Showing posts with label Poverty. Show all posts
Showing posts with label Poverty. Show all posts

Tuesday, November 16, 2010

Winter's Bone: Grade A

A

Winter’s Bone (2010)

Jennifer Lawrence, John Hawkes, Garrett Dillahunt; Co-writer and Director Debra Granik.

This is a dark, depressing story of a seventeen-year-old woman (Lawrence) living in abject poverty in the Ozarks. Her mother is mentally ill, on meds, so the girl tries to raise her two young siblings.

The father has been arrested on a drugs charge. The sheriff (Dillahunt) tells her the father put the property up to make bail, and if he doesn’t appear in court next week, they will lose the house. She vows to find him before that happens, but everywhere she goes, hostile neighbors and relatives tell her to butt out.

Her scrawny, coke-snorting older brother (Hawkes) reluctantly investigates and reports that their father is dead. But unless she can produce the body, there is no proof and the house will be lost anyway. She asks everyone, but only succeeds in getting herself beat up.

Acting is very strong by these unknown (to me) players, and the movie is well-made and well-directed. The basic story line is not tremendously compelling (save the farm), but that weakness is more than compensated by the strong sense of place.

Scenery, sets, and costumes are on pitch, and we feel the cold dirt, the grime, the hunger, poverty, ignorance, and hopelessness of the people. Actually the sets are overdone. In their zeal to project squalor, the set designers overexaggerated. Unpainted wooden houses are in ill-repair, outbuildings are in ruins, roofs collapsing, mildew covering the walls. The winter trees are bare, the ground is frozen, the air is blue, and every house has a rubbish fire burning in a steel barrel, sending dirty smoke onto pathetically worn clothing hanging on a line. Every house has empty or partly empty five-gallon plastic buckets lying around multiple derelict vehicles.

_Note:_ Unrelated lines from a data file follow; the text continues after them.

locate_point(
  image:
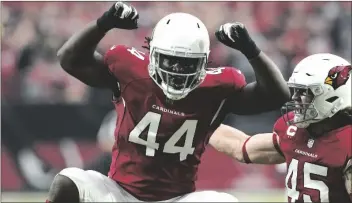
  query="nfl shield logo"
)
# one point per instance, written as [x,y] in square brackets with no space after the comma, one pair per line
[310,143]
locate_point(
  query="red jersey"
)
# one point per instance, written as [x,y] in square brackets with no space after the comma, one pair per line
[158,144]
[315,167]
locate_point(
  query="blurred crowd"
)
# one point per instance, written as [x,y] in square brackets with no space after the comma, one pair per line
[32,32]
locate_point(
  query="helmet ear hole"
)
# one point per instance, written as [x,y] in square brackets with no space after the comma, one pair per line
[331,99]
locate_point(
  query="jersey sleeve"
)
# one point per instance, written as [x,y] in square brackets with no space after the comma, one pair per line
[125,63]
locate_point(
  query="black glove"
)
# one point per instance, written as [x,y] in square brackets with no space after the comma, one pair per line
[235,35]
[120,15]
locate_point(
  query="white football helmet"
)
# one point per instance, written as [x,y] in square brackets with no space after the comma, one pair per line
[328,78]
[179,50]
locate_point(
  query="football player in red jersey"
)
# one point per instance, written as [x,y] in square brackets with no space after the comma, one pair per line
[314,135]
[168,104]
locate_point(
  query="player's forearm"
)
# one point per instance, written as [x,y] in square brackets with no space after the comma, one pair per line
[269,80]
[80,47]
[229,140]
[260,149]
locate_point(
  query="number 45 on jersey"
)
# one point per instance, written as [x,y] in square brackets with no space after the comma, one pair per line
[152,120]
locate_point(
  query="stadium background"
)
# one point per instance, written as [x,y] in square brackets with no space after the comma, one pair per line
[50,120]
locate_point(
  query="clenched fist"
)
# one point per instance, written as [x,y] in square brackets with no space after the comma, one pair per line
[120,15]
[235,35]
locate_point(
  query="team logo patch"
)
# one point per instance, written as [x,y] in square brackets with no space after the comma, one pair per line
[338,76]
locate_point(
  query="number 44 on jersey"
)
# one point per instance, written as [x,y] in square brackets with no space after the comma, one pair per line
[152,120]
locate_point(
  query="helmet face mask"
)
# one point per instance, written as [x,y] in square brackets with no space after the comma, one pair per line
[302,105]
[179,52]
[321,87]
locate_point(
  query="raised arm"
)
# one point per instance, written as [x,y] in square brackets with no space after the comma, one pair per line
[258,149]
[270,90]
[78,56]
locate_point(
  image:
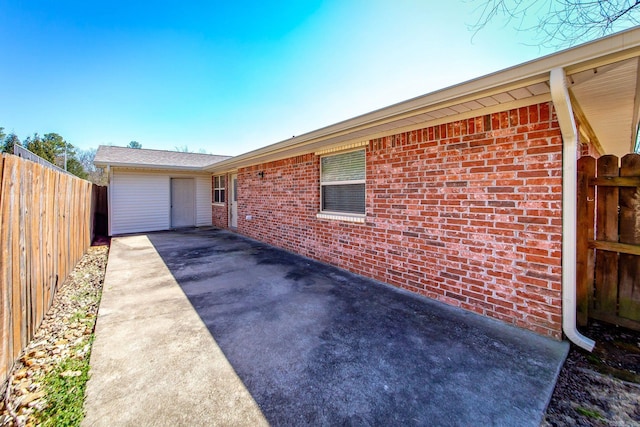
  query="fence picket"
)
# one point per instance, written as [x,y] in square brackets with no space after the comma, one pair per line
[45,220]
[629,285]
[585,256]
[607,229]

It is all too much. These cliches are interesting at first, but strain credulity with repetition. Grungy costumes have the same effect: they’re good, but relentless.

But these are minor flaws. Despite the weak and slow-paced story, strong acting and interesting visuals make this movie linger in your mind for days.

Sunday, March 14, 2010

Precious: Grade B

B
Precious (2009)
Gabourey Sidibe, Mo’Nique, Mariah Carey, Paula Patton; Director Lee Daniels.

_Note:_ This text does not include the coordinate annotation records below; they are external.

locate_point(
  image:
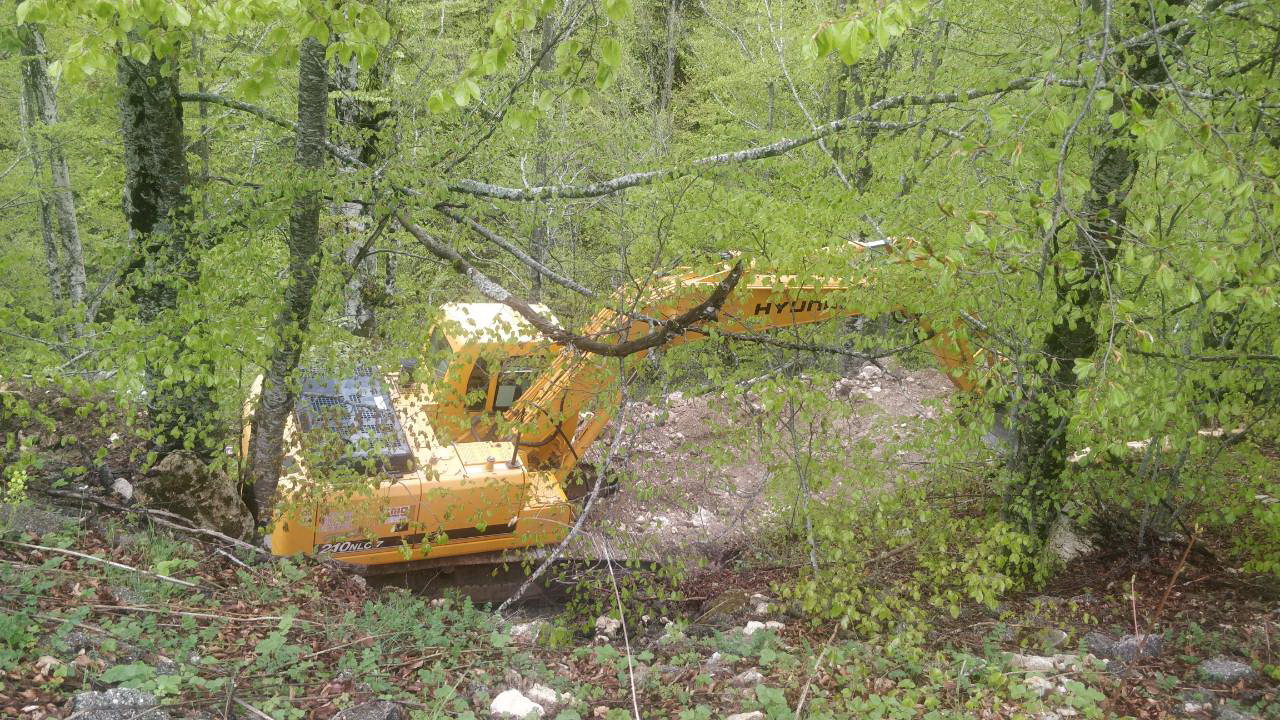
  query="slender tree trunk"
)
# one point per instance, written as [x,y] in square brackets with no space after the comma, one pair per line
[158,212]
[357,314]
[1034,499]
[266,445]
[53,261]
[542,236]
[41,110]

Sidibe plays Precious, an obese, impoverished, illiterate black teenager pregnant with her second child by incest. And her situation gets worse from there, if you can believe that. Her mother (Mo’Nique) is the same person only grown up, who lives with Precious on welfare, watches daytime TV, smokes, and reminds Precious how stupid and worthless she is. The school expels Precious for pregnancy but a kind teacher directs her to an alternative school where she might earn a GED. Despite being illiterate, she is soon writing articulate entries in her personal journal and sometimes reading them aloud to the small class. Over time and tribulation, she develops a modicum of self-respect and self-efficacy.

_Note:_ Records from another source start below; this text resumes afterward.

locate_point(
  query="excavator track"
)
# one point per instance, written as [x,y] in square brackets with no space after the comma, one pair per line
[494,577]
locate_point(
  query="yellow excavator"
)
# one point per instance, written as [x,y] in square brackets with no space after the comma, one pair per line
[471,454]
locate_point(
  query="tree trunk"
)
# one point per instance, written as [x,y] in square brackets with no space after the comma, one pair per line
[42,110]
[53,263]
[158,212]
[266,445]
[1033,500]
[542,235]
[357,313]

The movie is very well directed, so these stereotypes seem somewhat realistic. While it is basically a maudlin tear-jerker of a story, the outstanding acting, directing, sets, and dialog, get you inside the minds of Precious and her mother, so you are able to glimpse their world through their eyes rather than just shake your head in sociological pity. The overarching theme, that literacy makes everything possible, is too well-worn a cliché to be believable, and seems like an afterthought. Nevertheless, the level of detail selected by the writer and director, and the high quality acting, raise this tale to above average.